I dunno what’s up at the moment … I think I’m about to start my period because I think I have PMS. Everything I write today is just angry and lame. There’s probably not much difference between how things normally are, but I’m gonna go take a breather, eat some Chinese food (I’ve set a date for stopping), and try to get some content up later today.
Did you know that being called a homosexual is such an insult that you can sue someone for slander over it? Up until this point it’s mainly politicians and such who take matters to the court when a major newspaper tries to smear them by ‘outing’ them as gay. But now we’ve reached a new milestone in mixed martial arts history: when talking shit about a guy can get you slapped with court papers.
PDG: Last night during the broadcast on Yahoo sports, Frank Shamrock was commentating. When you entered the ring Frank said that you were “The first openly gay fighter in mixed martial arts.”

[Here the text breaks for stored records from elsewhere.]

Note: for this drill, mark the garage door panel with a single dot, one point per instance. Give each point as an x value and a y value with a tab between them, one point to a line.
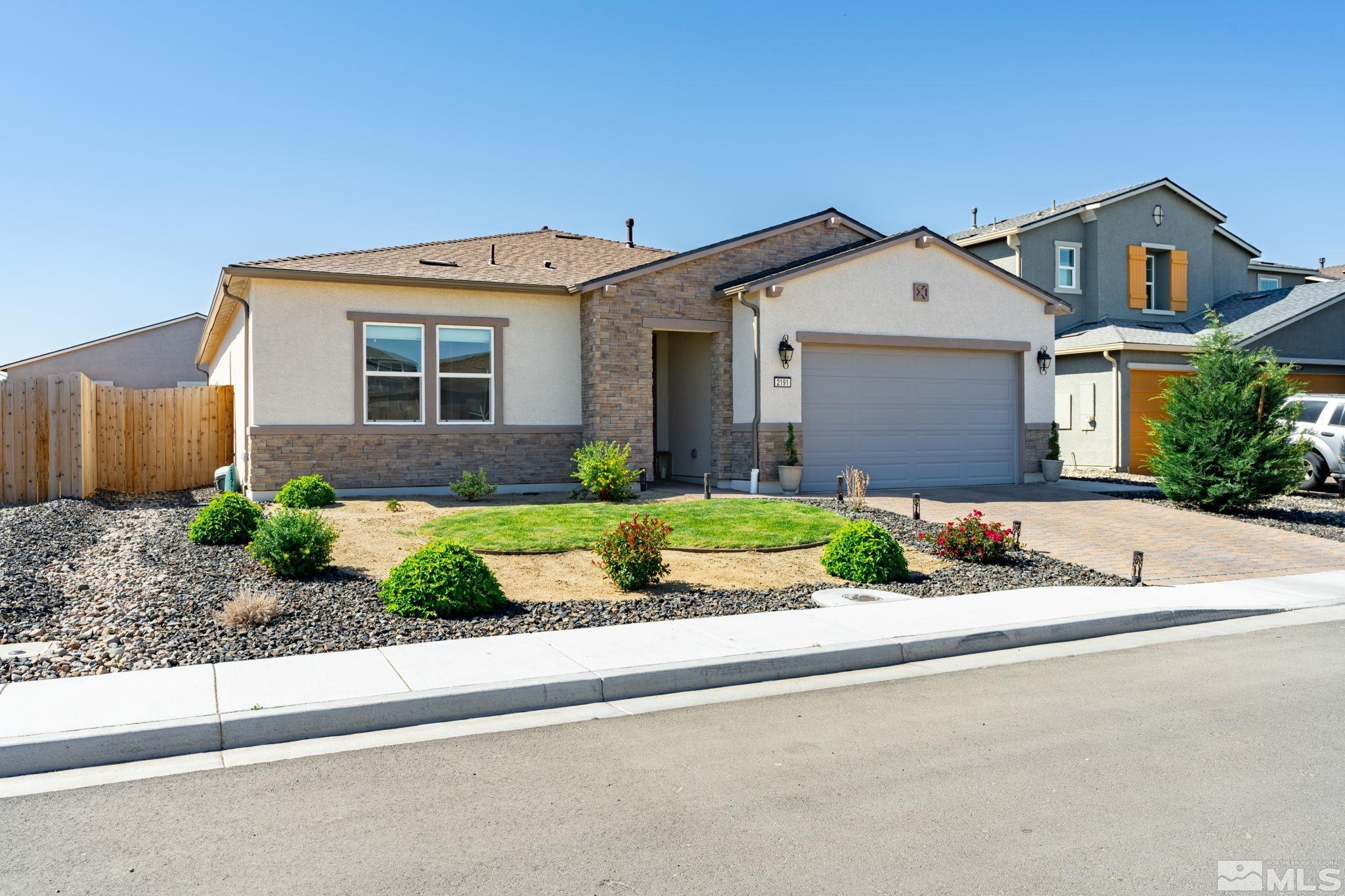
910	418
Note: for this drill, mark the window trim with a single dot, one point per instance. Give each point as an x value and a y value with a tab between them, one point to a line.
1152	282
489	377
1076	269
366	372
431	360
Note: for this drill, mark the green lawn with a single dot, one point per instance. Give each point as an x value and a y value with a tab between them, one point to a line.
720	523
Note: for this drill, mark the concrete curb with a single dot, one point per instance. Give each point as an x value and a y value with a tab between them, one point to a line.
225	731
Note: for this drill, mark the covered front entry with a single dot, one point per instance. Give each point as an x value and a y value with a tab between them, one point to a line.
1146	405
910	417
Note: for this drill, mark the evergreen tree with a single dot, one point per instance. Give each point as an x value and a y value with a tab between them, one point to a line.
1229	441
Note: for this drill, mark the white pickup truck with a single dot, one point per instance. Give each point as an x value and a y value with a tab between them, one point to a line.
1321	423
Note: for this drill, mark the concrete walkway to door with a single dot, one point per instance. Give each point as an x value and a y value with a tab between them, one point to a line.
1101	532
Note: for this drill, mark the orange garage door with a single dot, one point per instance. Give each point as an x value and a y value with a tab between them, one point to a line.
1145	405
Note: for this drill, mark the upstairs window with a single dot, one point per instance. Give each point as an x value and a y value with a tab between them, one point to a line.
466	373
1067	268
393	358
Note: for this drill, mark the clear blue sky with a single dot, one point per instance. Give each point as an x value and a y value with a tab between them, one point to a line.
146	146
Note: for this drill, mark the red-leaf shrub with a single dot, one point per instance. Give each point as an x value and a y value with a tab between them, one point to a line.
632	554
971	539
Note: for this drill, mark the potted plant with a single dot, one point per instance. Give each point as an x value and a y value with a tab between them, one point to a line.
1052	465
791	475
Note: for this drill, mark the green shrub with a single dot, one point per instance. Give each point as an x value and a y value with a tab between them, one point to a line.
631	555
305	492
229	519
472	485
1229	440
971	539
294	543
602	469
441	580
865	553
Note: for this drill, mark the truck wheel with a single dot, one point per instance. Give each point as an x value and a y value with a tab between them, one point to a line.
1314	471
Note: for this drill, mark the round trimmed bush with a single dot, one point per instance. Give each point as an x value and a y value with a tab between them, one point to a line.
864	553
441	580
229	519
294	544
305	492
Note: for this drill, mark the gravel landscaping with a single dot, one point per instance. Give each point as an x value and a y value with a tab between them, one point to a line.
1304	512
116	585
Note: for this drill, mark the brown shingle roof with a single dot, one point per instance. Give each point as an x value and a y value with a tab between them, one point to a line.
519	258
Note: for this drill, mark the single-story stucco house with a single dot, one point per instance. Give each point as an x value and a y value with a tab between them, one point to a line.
155	356
395	370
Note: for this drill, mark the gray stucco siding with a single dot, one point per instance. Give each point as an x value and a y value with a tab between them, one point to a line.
158	358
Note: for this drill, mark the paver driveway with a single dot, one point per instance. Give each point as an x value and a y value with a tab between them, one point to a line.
1102	532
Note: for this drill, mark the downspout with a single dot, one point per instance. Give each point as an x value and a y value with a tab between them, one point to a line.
246	364
757	379
1115	406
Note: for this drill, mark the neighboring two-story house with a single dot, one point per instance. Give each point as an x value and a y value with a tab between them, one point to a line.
1139	267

Josh: Yea I know I have been hearing about that. I think that my agent is in the process of hiring a lawyer to file a lawsuit against Frank for slander. We’ll see how that goes.
The reason what Shamrock did is considered slander is because it wasn’t obvious to the average person that this was a joke. That might seem like an unimportant distinction, but trust me it is. That’s why on this site I can call fighters fags and drunks and rapists and molesters and not get into trouble. My site is so obviously retarded that no one can potentially take me seriously. Free speech is designed to protect comedians, satirists, and even low-brow humorists like myself.

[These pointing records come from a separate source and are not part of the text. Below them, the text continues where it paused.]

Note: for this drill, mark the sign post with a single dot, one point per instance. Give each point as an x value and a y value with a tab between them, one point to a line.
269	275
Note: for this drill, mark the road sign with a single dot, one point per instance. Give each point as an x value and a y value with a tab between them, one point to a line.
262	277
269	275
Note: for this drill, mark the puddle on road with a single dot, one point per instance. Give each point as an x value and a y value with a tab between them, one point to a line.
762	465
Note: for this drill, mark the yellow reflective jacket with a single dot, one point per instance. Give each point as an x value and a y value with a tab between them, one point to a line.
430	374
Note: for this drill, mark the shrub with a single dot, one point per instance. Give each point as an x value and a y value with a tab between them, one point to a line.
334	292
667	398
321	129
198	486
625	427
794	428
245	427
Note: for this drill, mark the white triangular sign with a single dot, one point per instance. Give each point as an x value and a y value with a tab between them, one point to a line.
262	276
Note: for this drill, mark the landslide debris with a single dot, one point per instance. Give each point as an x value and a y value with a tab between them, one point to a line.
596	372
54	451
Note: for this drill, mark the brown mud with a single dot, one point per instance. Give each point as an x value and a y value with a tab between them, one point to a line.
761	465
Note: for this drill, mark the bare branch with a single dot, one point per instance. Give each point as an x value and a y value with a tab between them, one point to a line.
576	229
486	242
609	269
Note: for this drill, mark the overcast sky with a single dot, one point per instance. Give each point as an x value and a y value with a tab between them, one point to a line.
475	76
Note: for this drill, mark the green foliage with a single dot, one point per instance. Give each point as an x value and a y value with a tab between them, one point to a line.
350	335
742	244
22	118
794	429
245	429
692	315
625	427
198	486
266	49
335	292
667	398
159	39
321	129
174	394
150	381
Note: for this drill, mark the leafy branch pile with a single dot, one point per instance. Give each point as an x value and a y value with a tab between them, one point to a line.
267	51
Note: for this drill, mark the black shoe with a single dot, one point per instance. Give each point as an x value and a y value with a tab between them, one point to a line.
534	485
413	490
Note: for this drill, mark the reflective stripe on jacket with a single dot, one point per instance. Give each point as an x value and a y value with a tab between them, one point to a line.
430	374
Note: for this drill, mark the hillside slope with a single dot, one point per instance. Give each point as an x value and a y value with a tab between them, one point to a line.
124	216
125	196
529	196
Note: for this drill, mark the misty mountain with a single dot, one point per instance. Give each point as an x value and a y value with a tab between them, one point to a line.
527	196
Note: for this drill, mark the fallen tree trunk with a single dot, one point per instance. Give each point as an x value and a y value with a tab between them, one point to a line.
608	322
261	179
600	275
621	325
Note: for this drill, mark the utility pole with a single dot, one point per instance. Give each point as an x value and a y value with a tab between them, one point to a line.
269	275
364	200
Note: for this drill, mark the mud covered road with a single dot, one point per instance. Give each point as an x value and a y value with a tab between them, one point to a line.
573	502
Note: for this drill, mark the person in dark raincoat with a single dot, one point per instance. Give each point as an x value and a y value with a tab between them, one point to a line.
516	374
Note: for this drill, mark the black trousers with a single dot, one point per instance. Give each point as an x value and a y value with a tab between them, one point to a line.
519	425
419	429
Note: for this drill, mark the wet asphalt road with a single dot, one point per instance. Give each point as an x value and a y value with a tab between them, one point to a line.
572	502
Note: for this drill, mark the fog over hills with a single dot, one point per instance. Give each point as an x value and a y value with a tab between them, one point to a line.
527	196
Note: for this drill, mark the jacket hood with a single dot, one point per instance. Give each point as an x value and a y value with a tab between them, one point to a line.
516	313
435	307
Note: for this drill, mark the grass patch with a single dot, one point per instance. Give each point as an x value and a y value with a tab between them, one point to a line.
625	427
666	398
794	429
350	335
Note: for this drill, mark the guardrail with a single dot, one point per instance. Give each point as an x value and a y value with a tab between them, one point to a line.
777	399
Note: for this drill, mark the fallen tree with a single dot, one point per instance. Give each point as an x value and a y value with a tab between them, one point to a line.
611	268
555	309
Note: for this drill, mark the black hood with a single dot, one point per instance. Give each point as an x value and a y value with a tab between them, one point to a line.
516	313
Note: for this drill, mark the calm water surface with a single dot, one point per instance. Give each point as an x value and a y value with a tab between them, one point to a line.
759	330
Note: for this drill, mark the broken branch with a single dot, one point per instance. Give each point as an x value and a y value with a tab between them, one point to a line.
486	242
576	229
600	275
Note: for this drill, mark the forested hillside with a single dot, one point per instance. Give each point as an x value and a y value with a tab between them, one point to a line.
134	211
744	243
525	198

On the other hand, Frank Shamrock deadpanned the statement in such a way that he was trying to pass it off as real. As soon as you’re trying to deceive people into thinking something is true that isn’t, and that thing affects another person’s reputation or livelihood … bam! That’s slander for ya.
Anyways, perhaps if this had happened on NBC or something I’d be concerned. But honestly, only the hardcore MMA fans streamed the Strikeforce show off Yahoo Sports. And then only the most hardcore of the hardcore managed to watch long enough to hear Frank’s comment. So yeah, maybe a couple TUF Noobs think Josh is gay. At least they’ll remember who is is now.
**UPDATE** I originally used the term libel instead of slander in this article. Libel is written, slander is spoken. I hope no one is studying for the bar exam using the stuff I write on the blog or they might get that question wrong.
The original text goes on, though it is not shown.